The most commonly used immunotherapy drug for intravesical therapy is Bacillus Calmette-Guerin therapy or BCG therapy. According to the American Cancer Society, “The body’s immune system cells are attracted to the bladder and activated by BCG, which in turn affects the bladder cancer cells. Treatment is usually started a few weeks after a TURBT and is given once a week for 6 weeks. Sometimes long-term maintenance BCG therapy is given.”
The most commonly used chemotherapy drugs for intravesical therapy are mitomycin, valrubicin, docetaxel, thiotepa, and gemcitabine. These medications kill cancer cells that are growing. When chemotherapy is given via intravesical therapy, it has fewer side effects as they are given locally instead of systemically.
Chemotherapy for Bladder Cancer
There are various chemotherapy options available to treat bladder cancer. As previously discussed, intravesical therapy is available utilizing chemotherapy. Systemic chemotherapy is used for bladder cancer that is a bit more advanced.
Systemic chemotherapy involves ingesting a pill or having a medication injected via an IV or through an intramuscular (IM) shot. This allows the medication to enter the bloodstream, and the medication can treat cancers that may have spread further from the tumor.
Systemic chemotherapy may be used before surgery (neoadjuvant therapy) to shrink a tumor for easier removal, after surgery (adjuvant therapy) to kill remaining cancer cells, in conjunction with radiation, and as the main treatment for advanced bladder cancer.
There are many different types of chemotherapy available to treat bladder cancer.
Radiation Therapy for Bladder Cancer
Radiation therapy utilizes high-energy to kill cancer cells. Although there are various types of radiation, the most common type that is used to treat bladder cancer is external beam radiation therapy, which focuses radiation externally. The treatment lasts for only a few minutes, but likely will recur daily, five days per week, for several weeks.

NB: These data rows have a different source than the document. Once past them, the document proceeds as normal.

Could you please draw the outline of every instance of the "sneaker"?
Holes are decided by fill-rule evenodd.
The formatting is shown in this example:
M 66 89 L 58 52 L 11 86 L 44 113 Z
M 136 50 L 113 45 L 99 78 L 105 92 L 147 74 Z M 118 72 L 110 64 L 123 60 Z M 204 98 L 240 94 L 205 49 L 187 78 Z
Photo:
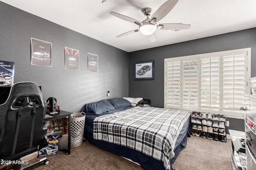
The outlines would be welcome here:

This type of therapy is used in several instances:
- It may be used after a TURBT to treat early stages of bladder cancers.
- It may be selected as the main treatment for early stages of bladder cancers for those who are not surgical candidates.
- It may be an initial treatment for advanced cancers, before other treatments are initiated.
- It may be used to treat symptoms when cancer is advanced.
Immunotherapy for Bladder Cancer
There are various immunotherapy options available to treat bladder cancer. As previously discussed, intravesical therapy is available utilizing immunotherapy. There are also intravenous medications that are administered every two to three weeks that are called immune checkpoint inhibitors.
A normally functioning immune system uses ‘checkpoints’ so that it does not attack its own cells. These ‘checkpoints’ are ‘molecules on immune cells that need to be turned on (or off) to start an immune response.’ Unfortunately, cancer cells also use these cells so that they are not attacked by the immune system.
Atezolizumab, durvalumab, and avelumab act by targeting PD-L1, which is a protein on cells that prevent the immune system from attacking them. This improves immune response, thus shrinking tumors.
Nivolumab and pembrolizumab act by targeting PD-1, which also helps the immune system attack cancer cells.
Immune checkpoint inhibitors are typically used for people with advanced bladder cancer.
What Bladder Cancer Treatment Is Right for You?
While all of these treatment options for bladder cancer each have their own advantages, your doctor will discuss with you about which bladder cancer treatment they think is right for you.